Madame Lien’s Factory

TitleMadame Lien’s Factory
DirectorNguyen Thu Huong
CountryVietnam
Year of Production2021
VDP Selection YearDeath/Life-2021
Screen Time30min
LanguageVietnamese
SubtitlesEnglish/Japanese
TagsLife Story, Family Business, Inheritance, Ships, Memories

Overview

“Madame Lien” is the head of third generation of her family to take over a shipyard where traditional wooden boats are built. Existing along the banks of the Mekong River for almost a century, it has witnessed many drastic times of changes. Today, sustainable development has become a goal along the river, yet parallel to this, as cities modernize, traditional values are gradually disappearing. This documentary focuses on Madame Lien and her efforts to keep the shipyard afloat. It dwells upon how it gives her life meaning as she remembers how she fought to preserve it in the past. This documentary poignantly presents a person with compassion toward her workers, her relationship with them, and how they have trusted and followed her their whole lives.

Nguyen Thu Huong

Director

I am an independent documentary filmmaker based in Ho Chi Minh city. After graduating as a Media Producer, I took a documentary filmmaking course at the Ateliers Varan Workshop in 2016 and started making documentaries from there. I have a strong passion to tell compelling and intimate stories that will reflect society and inspire audiences. Through my working, I want to deeply explore modes of human emotion and experience and how they interplay with problems in society.

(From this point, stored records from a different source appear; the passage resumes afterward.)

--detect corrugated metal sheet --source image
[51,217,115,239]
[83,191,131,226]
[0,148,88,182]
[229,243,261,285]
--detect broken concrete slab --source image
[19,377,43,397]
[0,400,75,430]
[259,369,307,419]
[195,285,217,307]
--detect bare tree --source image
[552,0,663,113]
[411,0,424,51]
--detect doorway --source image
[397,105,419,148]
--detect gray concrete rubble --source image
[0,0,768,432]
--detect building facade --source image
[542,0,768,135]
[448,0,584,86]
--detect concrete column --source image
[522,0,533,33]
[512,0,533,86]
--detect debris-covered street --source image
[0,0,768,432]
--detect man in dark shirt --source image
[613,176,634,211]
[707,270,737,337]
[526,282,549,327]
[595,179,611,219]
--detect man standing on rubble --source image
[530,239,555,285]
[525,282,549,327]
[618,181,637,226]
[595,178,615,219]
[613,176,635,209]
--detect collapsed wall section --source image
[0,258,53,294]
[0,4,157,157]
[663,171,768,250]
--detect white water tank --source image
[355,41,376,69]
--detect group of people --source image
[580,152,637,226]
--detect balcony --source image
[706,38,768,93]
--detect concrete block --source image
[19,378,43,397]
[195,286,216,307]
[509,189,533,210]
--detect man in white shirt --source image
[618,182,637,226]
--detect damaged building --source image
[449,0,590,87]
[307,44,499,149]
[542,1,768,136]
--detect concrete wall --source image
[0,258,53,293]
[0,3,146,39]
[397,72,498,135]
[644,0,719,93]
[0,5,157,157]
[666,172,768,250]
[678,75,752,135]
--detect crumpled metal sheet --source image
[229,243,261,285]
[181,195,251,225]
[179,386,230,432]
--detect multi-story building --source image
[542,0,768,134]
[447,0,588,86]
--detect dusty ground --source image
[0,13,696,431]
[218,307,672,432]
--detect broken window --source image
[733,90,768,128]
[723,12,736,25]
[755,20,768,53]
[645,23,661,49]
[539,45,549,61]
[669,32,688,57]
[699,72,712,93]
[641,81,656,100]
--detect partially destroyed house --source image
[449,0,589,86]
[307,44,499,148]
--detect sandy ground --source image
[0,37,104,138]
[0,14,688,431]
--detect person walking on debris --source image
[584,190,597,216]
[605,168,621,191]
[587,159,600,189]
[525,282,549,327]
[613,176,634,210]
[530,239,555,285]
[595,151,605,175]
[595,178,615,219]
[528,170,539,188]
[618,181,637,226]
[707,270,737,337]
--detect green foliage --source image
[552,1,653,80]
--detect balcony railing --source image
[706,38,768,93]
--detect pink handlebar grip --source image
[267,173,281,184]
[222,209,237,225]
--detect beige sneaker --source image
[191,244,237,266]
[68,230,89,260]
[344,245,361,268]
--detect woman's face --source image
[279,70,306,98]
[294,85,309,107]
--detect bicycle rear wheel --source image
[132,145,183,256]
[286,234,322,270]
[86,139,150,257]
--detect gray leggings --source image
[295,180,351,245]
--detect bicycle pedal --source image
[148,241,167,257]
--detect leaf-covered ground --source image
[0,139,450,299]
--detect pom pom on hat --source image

Interview with the Director

Why did you make this documentary?
How did you come to work on this theme?

I was blessed to find the shipyard of Madame Lien on my journey to discover the Mekong Delta. I was moved by the image of the worker bathed in the sunlight, mingled with the sound of sawing wood, and the waves breaking against the side of the boat. All that awakened my senses and made me have a strong desire to become involved in the life of this place. One of the things I felt strongly about in the making of this film is my main character Madame Lien. I was truly convinced by the wonderful energy emanating from this woman. She has compassion for her workers, who have trusted in her and followed her their whole lives. I see her in the image of a captain – someone who is always leading and protecting the best things for her workers. When she faces the fact that her days are numbered, the stories she shared with me seemed to be what she wants to reflect on through many changes that took place over her life and missed opportunities. I made this film to allow audiences to feel what I felt when I first met Madame Lien – tremendous strength, vitality, and compassion that she had for others.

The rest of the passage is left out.